Esses fatos começaram a se tornar conhecidos a partir de 1998 e vieram a público em 2011, através da tese de doutorado “Educação, autoritarismo e eugenia: exploração do trabalho e violência à infância desamparada no Brasil (1930-1945)”, de Sidney Aguilar Filho, defendida na Unicamp. No ano seguinte, graças à divulgação ampla através da imprensa, a existência dos tijolos marcados com a suástica e a remoção dos meninos se tornou assunto de domínio público.

Nada impediria, naturalmente, que esses eventos fossem retomados em um filme. O que chama atenção em Menino 23, porém, é o documentário, dirigido por Belisario Franca, a partir de roteiro dele e Bianca Lenti, não oferecer perspectiva nova, nem aprofundar assunto que já se tornara de conhecimento geral. A essência do que o filme relata está contida, inclusive, no vídeo de 22 minutos Entre a suástica e a palmatória, dirigido por Philippe Noguchi, a partir de reportagem de Alice Melo, publicada na Revista de História da Biblioteca Nacional, em janeiro de 2012.[piaui_video]https://www.youtube.com/watch?v=v-K730tXMuY[/piaui_video]Apesar de tratar dos mesmos eventos e recorrer, além disso, em grande parte, aos mesmos personagens de Entre a suástica e a palmatória, Menino 23 é anunciado como novidade, o que não chega a ser o caso. Nem mesmo o escândalo que o filme se propõe denunciar chega a ser propriamente aberrante, considerando a época em que os fatos ocorreram.

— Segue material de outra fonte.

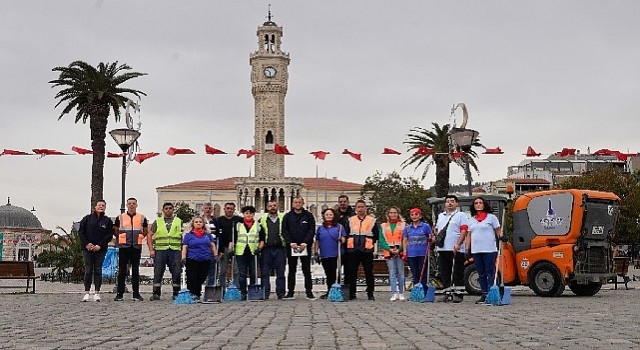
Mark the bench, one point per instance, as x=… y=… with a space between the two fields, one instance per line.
x=18 y=270
x=622 y=270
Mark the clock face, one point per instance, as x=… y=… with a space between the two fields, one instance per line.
x=269 y=72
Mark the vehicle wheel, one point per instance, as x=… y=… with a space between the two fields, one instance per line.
x=471 y=282
x=545 y=280
x=585 y=290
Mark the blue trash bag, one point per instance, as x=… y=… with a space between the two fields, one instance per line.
x=110 y=263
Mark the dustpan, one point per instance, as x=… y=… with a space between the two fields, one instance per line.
x=255 y=292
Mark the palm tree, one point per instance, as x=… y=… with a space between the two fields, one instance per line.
x=436 y=140
x=93 y=92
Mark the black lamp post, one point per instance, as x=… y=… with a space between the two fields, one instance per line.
x=464 y=139
x=124 y=138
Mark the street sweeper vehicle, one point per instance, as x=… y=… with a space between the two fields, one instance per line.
x=560 y=238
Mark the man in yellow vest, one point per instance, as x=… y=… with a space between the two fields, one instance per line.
x=130 y=230
x=362 y=235
x=274 y=254
x=249 y=238
x=165 y=246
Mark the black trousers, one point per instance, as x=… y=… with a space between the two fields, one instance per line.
x=305 y=261
x=93 y=268
x=330 y=266
x=445 y=261
x=197 y=272
x=128 y=256
x=354 y=260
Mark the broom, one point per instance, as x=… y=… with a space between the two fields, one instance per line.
x=417 y=292
x=493 y=297
x=184 y=296
x=335 y=293
x=232 y=293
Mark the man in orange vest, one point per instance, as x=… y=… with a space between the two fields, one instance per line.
x=130 y=229
x=362 y=235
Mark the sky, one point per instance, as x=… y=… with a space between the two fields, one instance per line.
x=547 y=74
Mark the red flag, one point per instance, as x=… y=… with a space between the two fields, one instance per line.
x=356 y=156
x=10 y=152
x=531 y=152
x=173 y=151
x=390 y=151
x=141 y=157
x=319 y=154
x=47 y=152
x=82 y=151
x=211 y=150
x=496 y=150
x=423 y=150
x=567 y=152
x=281 y=150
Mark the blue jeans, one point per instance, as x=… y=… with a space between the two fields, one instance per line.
x=485 y=264
x=396 y=274
x=163 y=259
x=415 y=264
x=273 y=258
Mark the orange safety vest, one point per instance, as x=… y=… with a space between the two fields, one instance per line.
x=392 y=238
x=130 y=232
x=360 y=234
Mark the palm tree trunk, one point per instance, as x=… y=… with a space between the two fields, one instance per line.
x=99 y=117
x=442 y=174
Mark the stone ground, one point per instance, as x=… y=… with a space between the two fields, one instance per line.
x=54 y=318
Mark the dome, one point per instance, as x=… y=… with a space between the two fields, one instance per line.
x=12 y=216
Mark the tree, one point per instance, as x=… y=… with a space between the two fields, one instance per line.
x=393 y=190
x=624 y=185
x=93 y=92
x=184 y=212
x=437 y=140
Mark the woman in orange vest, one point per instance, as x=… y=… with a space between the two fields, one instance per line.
x=391 y=245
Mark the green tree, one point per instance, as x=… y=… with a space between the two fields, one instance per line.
x=93 y=92
x=437 y=140
x=624 y=185
x=393 y=190
x=184 y=212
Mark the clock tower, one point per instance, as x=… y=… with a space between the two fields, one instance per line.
x=269 y=82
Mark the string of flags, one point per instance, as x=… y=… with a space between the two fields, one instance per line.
x=320 y=154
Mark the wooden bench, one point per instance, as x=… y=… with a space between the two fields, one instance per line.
x=622 y=270
x=18 y=270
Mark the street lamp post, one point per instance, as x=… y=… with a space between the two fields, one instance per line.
x=124 y=138
x=464 y=139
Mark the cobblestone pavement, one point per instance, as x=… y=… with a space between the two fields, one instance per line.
x=54 y=318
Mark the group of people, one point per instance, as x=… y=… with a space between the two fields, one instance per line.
x=347 y=238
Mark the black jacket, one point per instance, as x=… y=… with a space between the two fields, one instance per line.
x=299 y=227
x=96 y=230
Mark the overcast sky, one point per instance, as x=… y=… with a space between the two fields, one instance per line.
x=549 y=74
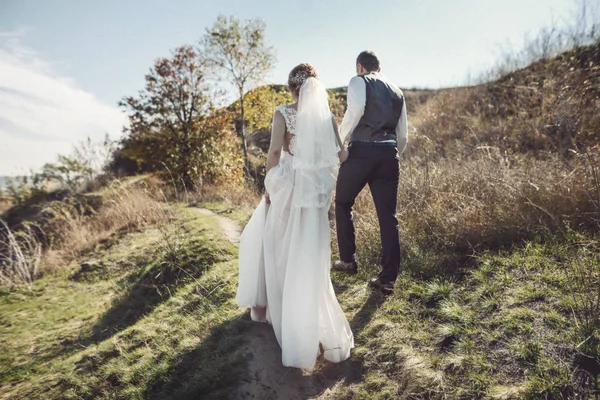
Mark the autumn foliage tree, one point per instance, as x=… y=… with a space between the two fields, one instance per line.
x=239 y=53
x=174 y=128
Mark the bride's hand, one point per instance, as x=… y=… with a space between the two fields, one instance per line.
x=343 y=155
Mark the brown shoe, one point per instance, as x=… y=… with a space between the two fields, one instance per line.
x=385 y=288
x=349 y=268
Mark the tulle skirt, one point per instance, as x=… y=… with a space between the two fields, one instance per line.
x=284 y=263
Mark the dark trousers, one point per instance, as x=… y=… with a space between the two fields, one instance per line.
x=378 y=167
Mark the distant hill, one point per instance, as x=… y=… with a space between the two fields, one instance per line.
x=4 y=180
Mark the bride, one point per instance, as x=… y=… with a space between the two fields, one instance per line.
x=285 y=250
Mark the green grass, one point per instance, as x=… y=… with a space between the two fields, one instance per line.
x=504 y=328
x=149 y=320
x=154 y=317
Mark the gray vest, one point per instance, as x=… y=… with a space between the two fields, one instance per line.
x=382 y=111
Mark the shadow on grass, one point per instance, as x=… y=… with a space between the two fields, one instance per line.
x=209 y=371
x=156 y=279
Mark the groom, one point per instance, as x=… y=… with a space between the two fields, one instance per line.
x=375 y=125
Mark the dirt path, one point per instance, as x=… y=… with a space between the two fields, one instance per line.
x=265 y=376
x=230 y=228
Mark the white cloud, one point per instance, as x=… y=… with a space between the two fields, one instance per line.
x=43 y=114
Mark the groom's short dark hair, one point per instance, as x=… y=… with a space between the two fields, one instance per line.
x=368 y=59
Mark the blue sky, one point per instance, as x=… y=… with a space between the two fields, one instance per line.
x=65 y=64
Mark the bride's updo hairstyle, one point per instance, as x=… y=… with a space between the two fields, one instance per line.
x=298 y=75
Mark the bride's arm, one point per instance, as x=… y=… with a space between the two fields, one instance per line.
x=277 y=135
x=343 y=153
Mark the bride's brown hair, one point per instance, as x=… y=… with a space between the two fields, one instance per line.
x=299 y=74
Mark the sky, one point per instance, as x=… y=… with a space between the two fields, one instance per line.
x=64 y=65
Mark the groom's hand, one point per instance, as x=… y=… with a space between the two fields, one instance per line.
x=343 y=155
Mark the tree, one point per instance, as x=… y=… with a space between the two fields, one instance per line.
x=239 y=52
x=171 y=122
x=259 y=105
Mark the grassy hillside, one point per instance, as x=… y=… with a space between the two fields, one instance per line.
x=149 y=316
x=499 y=295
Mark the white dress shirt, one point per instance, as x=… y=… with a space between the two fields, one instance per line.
x=357 y=100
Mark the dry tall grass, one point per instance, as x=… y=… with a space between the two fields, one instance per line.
x=69 y=229
x=20 y=260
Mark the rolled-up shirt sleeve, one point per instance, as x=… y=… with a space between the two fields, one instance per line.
x=402 y=130
x=356 y=100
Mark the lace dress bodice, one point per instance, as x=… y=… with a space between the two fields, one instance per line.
x=289 y=115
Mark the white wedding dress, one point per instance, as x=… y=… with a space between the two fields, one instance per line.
x=285 y=249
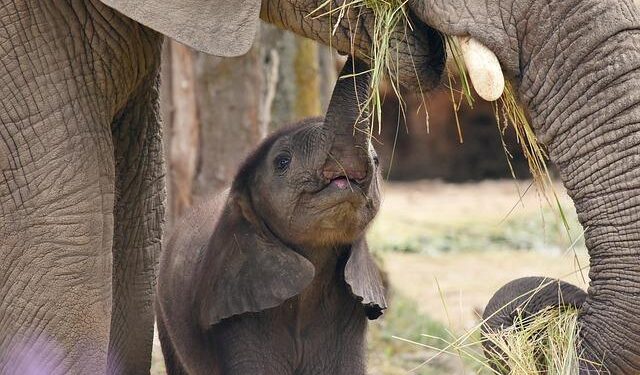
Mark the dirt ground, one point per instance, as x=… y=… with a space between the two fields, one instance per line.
x=446 y=248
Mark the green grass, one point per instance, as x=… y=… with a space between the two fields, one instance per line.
x=536 y=231
x=390 y=341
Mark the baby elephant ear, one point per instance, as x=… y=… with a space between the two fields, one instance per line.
x=363 y=276
x=245 y=270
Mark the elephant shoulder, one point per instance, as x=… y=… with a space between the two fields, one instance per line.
x=181 y=251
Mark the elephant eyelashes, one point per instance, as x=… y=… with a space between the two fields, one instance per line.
x=282 y=162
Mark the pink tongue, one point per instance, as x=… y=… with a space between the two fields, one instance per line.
x=340 y=182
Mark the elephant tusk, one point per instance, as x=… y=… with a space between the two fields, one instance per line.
x=483 y=67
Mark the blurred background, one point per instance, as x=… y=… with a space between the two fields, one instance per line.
x=454 y=225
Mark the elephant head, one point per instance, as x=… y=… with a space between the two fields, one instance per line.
x=306 y=190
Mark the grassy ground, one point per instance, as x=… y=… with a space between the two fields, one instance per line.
x=446 y=249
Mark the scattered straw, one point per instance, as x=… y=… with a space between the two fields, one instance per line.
x=390 y=15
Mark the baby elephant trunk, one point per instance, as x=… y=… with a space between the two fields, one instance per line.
x=347 y=120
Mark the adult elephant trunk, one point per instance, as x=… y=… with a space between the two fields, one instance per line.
x=580 y=84
x=348 y=124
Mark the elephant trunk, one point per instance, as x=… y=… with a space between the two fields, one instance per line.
x=584 y=104
x=348 y=123
x=416 y=47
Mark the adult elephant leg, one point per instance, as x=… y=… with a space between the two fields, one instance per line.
x=139 y=215
x=56 y=230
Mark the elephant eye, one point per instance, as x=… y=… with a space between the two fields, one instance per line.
x=282 y=162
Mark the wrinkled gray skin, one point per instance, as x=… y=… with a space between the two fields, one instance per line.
x=81 y=171
x=576 y=65
x=275 y=276
x=81 y=191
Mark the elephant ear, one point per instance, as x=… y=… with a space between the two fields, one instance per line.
x=245 y=270
x=364 y=279
x=219 y=27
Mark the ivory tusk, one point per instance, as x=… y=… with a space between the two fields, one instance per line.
x=483 y=68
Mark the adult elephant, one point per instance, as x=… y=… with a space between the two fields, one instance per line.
x=576 y=64
x=81 y=192
x=81 y=166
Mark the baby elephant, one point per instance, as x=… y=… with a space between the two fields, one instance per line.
x=275 y=277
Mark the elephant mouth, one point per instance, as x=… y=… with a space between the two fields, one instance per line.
x=344 y=183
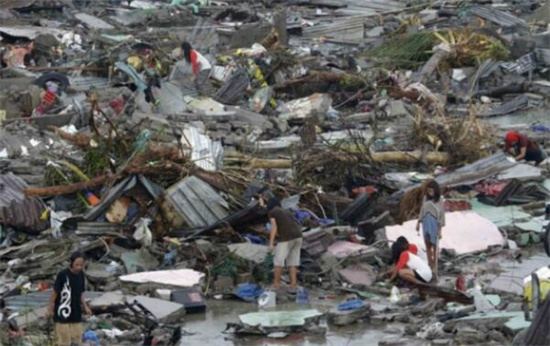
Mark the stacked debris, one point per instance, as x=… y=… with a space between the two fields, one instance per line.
x=114 y=141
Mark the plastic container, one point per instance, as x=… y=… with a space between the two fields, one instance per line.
x=302 y=297
x=395 y=295
x=267 y=300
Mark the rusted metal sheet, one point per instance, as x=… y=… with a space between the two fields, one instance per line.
x=16 y=210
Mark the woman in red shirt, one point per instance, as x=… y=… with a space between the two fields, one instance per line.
x=409 y=266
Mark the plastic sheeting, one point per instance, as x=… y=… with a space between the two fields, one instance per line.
x=197 y=202
x=179 y=277
x=205 y=153
x=465 y=232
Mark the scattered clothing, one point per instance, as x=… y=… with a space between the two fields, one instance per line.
x=288 y=253
x=432 y=217
x=412 y=248
x=248 y=292
x=68 y=304
x=287 y=226
x=516 y=141
x=451 y=206
x=352 y=304
x=67 y=334
x=416 y=264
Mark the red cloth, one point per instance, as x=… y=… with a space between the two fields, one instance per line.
x=451 y=206
x=514 y=138
x=369 y=190
x=490 y=188
x=511 y=138
x=49 y=98
x=413 y=249
x=195 y=61
x=403 y=259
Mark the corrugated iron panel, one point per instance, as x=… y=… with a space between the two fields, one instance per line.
x=118 y=190
x=11 y=189
x=479 y=170
x=18 y=211
x=501 y=18
x=197 y=202
x=205 y=153
x=11 y=4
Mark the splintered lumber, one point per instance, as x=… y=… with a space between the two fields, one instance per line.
x=432 y=64
x=316 y=77
x=409 y=157
x=66 y=189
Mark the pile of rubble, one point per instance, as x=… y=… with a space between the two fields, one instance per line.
x=341 y=109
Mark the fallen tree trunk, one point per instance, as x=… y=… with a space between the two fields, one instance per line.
x=410 y=157
x=66 y=189
x=433 y=63
x=499 y=91
x=316 y=77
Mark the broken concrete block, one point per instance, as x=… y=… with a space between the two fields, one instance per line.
x=344 y=318
x=375 y=32
x=315 y=105
x=523 y=239
x=108 y=301
x=281 y=319
x=252 y=252
x=396 y=108
x=535 y=238
x=429 y=306
x=224 y=284
x=139 y=261
x=359 y=274
x=178 y=277
x=164 y=311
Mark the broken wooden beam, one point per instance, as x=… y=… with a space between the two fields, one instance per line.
x=66 y=189
x=409 y=157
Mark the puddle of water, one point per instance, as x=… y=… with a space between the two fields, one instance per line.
x=539 y=116
x=209 y=327
x=513 y=272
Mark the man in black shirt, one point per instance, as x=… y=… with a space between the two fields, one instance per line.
x=67 y=301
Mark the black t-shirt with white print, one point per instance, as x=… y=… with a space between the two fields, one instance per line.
x=69 y=288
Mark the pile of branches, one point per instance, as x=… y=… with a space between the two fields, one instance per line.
x=464 y=139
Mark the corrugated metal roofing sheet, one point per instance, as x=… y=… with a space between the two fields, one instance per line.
x=18 y=211
x=501 y=18
x=471 y=174
x=197 y=202
x=11 y=189
x=118 y=190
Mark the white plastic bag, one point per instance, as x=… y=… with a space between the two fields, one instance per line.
x=143 y=233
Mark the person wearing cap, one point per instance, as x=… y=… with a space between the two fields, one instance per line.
x=523 y=148
x=67 y=302
x=288 y=232
x=193 y=63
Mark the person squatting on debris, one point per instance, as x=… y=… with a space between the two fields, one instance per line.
x=523 y=148
x=288 y=232
x=407 y=265
x=196 y=63
x=67 y=302
x=432 y=219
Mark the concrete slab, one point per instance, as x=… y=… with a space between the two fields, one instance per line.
x=179 y=277
x=164 y=311
x=501 y=216
x=465 y=232
x=342 y=249
x=280 y=319
x=359 y=274
x=109 y=300
x=253 y=252
x=139 y=261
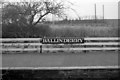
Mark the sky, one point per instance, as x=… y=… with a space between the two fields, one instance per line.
x=83 y=8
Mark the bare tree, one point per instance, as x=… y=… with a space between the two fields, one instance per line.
x=25 y=12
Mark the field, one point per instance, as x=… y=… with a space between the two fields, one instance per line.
x=98 y=58
x=85 y=28
x=22 y=63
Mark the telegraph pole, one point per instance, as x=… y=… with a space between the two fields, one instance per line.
x=95 y=13
x=103 y=12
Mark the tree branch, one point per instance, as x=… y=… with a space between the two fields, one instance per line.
x=41 y=17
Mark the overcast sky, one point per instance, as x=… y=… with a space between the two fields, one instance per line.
x=84 y=8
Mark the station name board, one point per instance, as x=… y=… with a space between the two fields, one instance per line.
x=62 y=40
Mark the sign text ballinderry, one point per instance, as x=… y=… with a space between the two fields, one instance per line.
x=62 y=40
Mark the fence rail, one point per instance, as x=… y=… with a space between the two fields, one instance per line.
x=33 y=44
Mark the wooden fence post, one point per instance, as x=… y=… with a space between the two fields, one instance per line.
x=40 y=48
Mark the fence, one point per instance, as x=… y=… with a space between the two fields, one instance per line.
x=34 y=45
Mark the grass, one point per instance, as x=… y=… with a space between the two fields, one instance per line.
x=83 y=31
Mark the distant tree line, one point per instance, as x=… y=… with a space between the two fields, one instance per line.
x=19 y=18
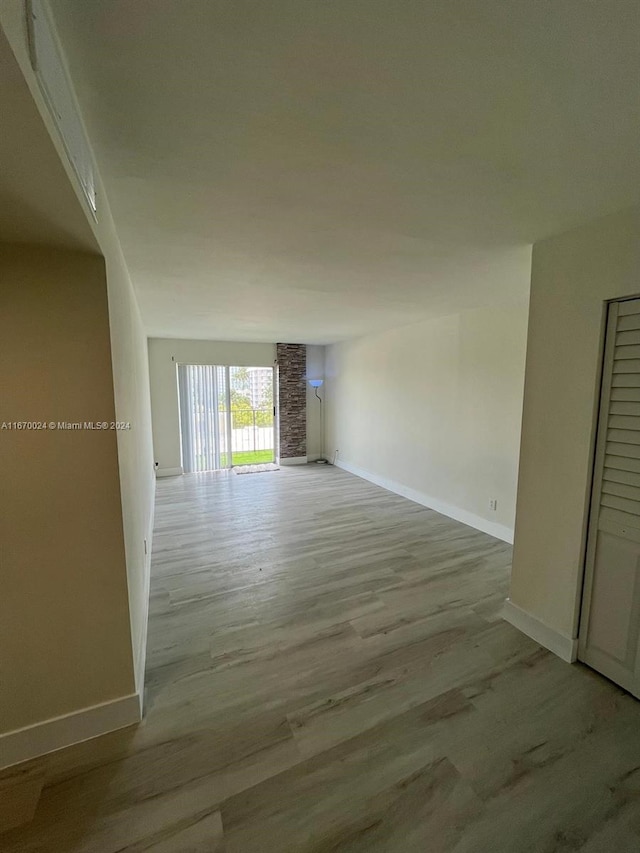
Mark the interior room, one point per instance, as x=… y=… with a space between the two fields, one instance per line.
x=320 y=428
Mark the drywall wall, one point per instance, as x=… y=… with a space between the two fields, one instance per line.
x=64 y=611
x=164 y=355
x=573 y=274
x=315 y=370
x=432 y=411
x=129 y=357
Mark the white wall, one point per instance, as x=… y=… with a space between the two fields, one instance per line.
x=572 y=276
x=433 y=411
x=164 y=355
x=129 y=363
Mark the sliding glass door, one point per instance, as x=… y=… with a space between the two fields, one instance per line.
x=227 y=416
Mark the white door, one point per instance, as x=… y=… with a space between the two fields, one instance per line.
x=610 y=623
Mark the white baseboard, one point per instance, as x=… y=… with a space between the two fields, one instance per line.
x=142 y=649
x=169 y=472
x=499 y=531
x=565 y=647
x=59 y=732
x=294 y=460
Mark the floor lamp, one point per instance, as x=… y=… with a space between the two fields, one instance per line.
x=315 y=384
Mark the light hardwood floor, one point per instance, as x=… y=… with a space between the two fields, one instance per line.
x=328 y=671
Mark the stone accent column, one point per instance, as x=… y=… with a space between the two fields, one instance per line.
x=292 y=400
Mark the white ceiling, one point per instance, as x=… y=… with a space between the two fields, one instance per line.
x=37 y=202
x=311 y=170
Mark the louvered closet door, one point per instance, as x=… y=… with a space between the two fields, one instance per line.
x=610 y=624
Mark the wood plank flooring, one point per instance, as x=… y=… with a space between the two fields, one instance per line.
x=328 y=671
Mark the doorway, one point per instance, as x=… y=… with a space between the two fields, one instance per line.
x=227 y=416
x=609 y=638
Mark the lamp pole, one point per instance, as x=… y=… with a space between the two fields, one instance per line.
x=315 y=384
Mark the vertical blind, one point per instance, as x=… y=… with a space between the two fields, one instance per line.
x=203 y=415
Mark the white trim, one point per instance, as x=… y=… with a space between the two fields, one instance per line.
x=294 y=460
x=500 y=531
x=59 y=732
x=142 y=653
x=565 y=647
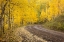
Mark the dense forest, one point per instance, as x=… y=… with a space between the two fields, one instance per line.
x=16 y=13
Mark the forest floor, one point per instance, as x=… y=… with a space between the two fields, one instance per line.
x=22 y=35
x=49 y=35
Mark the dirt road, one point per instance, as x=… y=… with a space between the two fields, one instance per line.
x=49 y=35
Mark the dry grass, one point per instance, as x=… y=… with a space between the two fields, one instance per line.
x=22 y=35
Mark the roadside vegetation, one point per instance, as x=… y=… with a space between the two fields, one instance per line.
x=56 y=24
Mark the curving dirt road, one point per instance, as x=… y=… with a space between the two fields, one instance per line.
x=49 y=35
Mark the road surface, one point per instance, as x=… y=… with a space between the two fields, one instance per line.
x=49 y=35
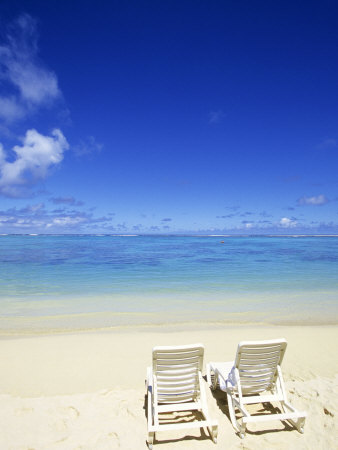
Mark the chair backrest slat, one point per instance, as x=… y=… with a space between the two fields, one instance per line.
x=257 y=363
x=177 y=372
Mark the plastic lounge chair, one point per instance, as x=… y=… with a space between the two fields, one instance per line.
x=254 y=377
x=174 y=384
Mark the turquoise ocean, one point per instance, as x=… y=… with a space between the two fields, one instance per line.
x=103 y=281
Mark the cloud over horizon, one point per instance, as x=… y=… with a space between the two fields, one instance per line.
x=316 y=200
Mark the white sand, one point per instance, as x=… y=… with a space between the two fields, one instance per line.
x=86 y=391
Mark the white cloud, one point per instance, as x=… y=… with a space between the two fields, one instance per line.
x=30 y=82
x=315 y=200
x=285 y=222
x=33 y=159
x=66 y=221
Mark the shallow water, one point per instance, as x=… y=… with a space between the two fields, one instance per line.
x=293 y=279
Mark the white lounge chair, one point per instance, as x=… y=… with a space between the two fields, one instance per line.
x=174 y=384
x=254 y=377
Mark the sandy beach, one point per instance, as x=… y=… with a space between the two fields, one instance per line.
x=86 y=390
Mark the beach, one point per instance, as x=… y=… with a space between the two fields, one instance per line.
x=85 y=390
x=79 y=316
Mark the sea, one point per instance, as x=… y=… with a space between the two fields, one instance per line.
x=101 y=281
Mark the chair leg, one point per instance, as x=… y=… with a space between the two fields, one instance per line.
x=151 y=437
x=232 y=414
x=214 y=432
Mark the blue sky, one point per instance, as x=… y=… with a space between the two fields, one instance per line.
x=168 y=117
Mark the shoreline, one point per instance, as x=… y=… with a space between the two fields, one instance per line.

Se os proprietários da Fazenda Cruzeiro do Sul pertenciam à Ação Integralista Brasileira, e se simpatizavam com o ideário nazista, não eram os únicos a fazerem essa opção, compartilhada de diversas formas, na década de 1930, por um setor da sociedade brasileira, da elite, classe média e setores populares, incluindo militares, políticos, servidores públicos e conservadores de forma geral.

A Alemanha havia se tornado o principal parceiro comercial do Brasil e até 1937, a Ação Integralista, atuando na legalidade, abrigava desde militantes nacionalistas de formação católica, sem vinculação com o nazismo, a racistas simpatizantes dos regimes fascista e nazista. Até o rompimento com os países do Eixo e a entrada do Brasil na Segunda Guerra ao lado dos países Aliados, em 1942, a suástica podia ser vista em navios alemães atracadas no porto do Rio, desfilando na bandeira pelas ruas da capital ou hasteada, ao lado da brasileira, no Circuito da Gávea.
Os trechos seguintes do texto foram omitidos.